As a young boy, he liked lying under the piano bench while his Mom practiced. When she’d gotten really into her playing, the bench shook in time with her hands flying across the keyboard and her tiny feet pumping the pedals. Being only five feet tall, she’d often had to sit right on the edge of the piano seat so the pedals wouldn’t snap back up.

When Payton struck the last chord, the notes lingered high above the auditorium stage, echoing for several seconds. Then,  silence. Payton removed his glasses and wiped his eyes on his sleeve, then heard…applause? It wasn’t just his dad and the dean. He put his glasses back on and squinted, trying to block the glare from the lights with his hand.

A small group of students had sat down in the  first couple of rows while he’d been playing. He was embarrassed at first, but when he stood, the students rose, cheering, “Bravo!  Awesome!”

He fidgeted for a few seconds, then shot a peace sign and walked off the stage. Walking back up to where his dad and the dean stood, he saw that girl again…the one that looked like Alicia Silverstone. He  got  a  closer  look  at  her.

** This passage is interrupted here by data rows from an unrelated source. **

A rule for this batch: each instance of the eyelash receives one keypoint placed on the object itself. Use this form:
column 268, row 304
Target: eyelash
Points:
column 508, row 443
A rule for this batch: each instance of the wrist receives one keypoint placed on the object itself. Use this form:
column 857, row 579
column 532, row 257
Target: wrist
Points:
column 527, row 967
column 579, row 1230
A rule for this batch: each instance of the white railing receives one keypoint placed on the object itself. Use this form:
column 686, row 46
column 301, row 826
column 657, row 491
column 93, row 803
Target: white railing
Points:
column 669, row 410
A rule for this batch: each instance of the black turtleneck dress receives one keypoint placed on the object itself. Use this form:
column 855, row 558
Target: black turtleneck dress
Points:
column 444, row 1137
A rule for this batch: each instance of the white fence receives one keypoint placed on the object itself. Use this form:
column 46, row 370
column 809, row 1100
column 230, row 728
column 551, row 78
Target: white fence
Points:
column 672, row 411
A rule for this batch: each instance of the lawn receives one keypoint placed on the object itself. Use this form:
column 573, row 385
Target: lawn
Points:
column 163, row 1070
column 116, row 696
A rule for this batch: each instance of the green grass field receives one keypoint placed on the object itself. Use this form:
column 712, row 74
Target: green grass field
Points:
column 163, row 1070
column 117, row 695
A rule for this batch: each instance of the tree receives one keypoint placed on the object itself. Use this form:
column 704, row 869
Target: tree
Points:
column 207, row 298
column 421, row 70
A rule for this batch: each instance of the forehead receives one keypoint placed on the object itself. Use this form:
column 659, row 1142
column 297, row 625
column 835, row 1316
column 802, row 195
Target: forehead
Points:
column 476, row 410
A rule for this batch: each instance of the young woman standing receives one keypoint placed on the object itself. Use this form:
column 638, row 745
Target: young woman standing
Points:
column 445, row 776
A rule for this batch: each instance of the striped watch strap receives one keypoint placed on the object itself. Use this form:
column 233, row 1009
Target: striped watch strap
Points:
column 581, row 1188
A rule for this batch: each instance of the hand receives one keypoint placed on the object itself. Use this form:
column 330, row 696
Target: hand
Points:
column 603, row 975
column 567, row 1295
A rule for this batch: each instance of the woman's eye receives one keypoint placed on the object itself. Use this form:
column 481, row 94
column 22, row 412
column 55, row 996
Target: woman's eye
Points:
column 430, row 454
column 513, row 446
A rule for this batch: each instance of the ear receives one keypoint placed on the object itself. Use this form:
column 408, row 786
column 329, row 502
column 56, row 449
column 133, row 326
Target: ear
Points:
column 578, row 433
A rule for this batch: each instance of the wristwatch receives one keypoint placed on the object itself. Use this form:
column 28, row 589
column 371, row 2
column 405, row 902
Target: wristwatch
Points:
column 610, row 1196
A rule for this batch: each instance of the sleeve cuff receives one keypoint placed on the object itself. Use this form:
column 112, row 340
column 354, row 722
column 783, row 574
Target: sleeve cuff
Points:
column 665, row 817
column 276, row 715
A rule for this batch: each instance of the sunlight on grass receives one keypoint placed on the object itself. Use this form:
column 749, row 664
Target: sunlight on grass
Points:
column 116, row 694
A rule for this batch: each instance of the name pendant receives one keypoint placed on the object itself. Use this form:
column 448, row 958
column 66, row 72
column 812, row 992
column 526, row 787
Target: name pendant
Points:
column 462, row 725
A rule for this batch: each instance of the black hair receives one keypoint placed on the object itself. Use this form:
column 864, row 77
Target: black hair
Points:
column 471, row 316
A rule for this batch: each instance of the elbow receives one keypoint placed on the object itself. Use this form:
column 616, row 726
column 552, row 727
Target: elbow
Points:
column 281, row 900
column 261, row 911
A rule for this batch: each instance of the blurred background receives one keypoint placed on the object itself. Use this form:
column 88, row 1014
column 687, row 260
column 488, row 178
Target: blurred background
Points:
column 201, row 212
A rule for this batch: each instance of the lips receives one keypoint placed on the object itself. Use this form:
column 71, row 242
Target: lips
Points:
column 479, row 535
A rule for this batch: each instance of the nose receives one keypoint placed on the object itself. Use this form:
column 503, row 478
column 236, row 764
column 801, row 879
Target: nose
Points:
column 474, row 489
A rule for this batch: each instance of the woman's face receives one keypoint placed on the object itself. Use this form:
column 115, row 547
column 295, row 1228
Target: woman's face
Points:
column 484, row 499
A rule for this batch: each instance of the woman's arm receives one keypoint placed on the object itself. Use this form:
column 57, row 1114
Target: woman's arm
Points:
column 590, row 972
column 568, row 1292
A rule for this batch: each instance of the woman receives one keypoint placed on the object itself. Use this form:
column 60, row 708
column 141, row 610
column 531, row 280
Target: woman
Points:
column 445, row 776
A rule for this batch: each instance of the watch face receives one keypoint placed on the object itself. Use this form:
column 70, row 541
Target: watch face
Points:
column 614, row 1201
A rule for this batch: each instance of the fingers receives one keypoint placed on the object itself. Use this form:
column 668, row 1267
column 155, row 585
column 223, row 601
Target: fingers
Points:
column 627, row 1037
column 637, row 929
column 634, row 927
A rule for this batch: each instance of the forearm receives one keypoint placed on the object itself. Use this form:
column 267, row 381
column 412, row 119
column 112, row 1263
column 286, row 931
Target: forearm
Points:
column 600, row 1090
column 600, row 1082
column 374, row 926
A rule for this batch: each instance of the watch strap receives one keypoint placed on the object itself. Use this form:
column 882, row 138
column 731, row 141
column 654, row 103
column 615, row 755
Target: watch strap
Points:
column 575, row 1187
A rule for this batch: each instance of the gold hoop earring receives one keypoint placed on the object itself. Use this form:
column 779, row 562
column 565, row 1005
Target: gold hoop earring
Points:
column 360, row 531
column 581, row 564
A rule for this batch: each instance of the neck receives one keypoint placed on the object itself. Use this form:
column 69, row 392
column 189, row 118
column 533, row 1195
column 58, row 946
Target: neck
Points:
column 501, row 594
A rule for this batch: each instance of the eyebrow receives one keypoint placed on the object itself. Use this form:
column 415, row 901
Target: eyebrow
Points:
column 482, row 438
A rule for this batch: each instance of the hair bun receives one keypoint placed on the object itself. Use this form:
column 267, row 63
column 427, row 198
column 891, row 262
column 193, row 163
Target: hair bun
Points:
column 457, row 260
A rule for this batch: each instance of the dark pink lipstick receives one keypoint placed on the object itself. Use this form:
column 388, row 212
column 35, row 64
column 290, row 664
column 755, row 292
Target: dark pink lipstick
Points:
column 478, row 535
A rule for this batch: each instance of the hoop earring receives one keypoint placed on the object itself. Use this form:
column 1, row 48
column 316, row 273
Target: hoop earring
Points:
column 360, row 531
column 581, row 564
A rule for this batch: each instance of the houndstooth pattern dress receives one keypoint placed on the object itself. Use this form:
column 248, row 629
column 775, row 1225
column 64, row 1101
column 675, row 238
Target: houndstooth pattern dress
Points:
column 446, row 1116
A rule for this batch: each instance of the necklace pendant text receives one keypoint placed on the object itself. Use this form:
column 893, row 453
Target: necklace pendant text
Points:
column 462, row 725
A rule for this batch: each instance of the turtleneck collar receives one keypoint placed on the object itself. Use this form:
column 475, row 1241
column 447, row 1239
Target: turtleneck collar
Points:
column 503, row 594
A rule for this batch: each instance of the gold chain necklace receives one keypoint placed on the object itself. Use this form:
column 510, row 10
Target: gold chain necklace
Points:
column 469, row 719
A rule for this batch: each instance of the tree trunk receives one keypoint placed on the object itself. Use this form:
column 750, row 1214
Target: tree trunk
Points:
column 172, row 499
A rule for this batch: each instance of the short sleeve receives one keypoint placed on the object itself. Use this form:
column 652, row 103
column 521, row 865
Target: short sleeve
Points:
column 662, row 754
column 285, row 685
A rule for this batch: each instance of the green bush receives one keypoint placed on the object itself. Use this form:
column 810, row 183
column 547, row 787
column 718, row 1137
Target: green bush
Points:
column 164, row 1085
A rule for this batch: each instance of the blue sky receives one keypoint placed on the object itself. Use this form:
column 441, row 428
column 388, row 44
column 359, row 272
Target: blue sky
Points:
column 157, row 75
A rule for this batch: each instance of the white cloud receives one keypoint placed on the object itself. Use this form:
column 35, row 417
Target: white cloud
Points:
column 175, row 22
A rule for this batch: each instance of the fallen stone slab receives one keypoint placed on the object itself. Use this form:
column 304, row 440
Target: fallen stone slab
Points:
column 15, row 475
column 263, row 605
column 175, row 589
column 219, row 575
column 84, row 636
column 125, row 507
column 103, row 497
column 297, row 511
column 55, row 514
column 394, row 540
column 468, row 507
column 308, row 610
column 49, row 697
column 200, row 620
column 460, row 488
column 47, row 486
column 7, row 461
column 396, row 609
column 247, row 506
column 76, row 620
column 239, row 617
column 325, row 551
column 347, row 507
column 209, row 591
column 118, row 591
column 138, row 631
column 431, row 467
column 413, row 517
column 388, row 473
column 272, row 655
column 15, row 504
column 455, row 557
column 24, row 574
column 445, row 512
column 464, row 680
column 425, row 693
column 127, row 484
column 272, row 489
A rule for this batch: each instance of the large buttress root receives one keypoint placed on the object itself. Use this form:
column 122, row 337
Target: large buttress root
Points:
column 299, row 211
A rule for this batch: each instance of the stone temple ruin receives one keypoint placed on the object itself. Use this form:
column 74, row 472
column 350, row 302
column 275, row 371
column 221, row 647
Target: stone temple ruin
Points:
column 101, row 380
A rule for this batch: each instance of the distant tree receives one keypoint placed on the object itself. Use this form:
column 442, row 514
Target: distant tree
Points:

Even in the dim light, he saw her face perfectly. Her hair was all one length and ebony. It draped around her  shoulders, hugging her gorgeous oval-shaped face. Her dark emerald eyes were highlighted with perfectly sculpted eyebrows and long  eyelashes—the same darkness as her hair. Her creamy skin looked like the sun had never touched it. Her pink, plump lips stretched into a half-smile when she noticed him staring at her. She gave him a thumbs-­up.

He  just  hoped  his  mouth  wasn’t  open.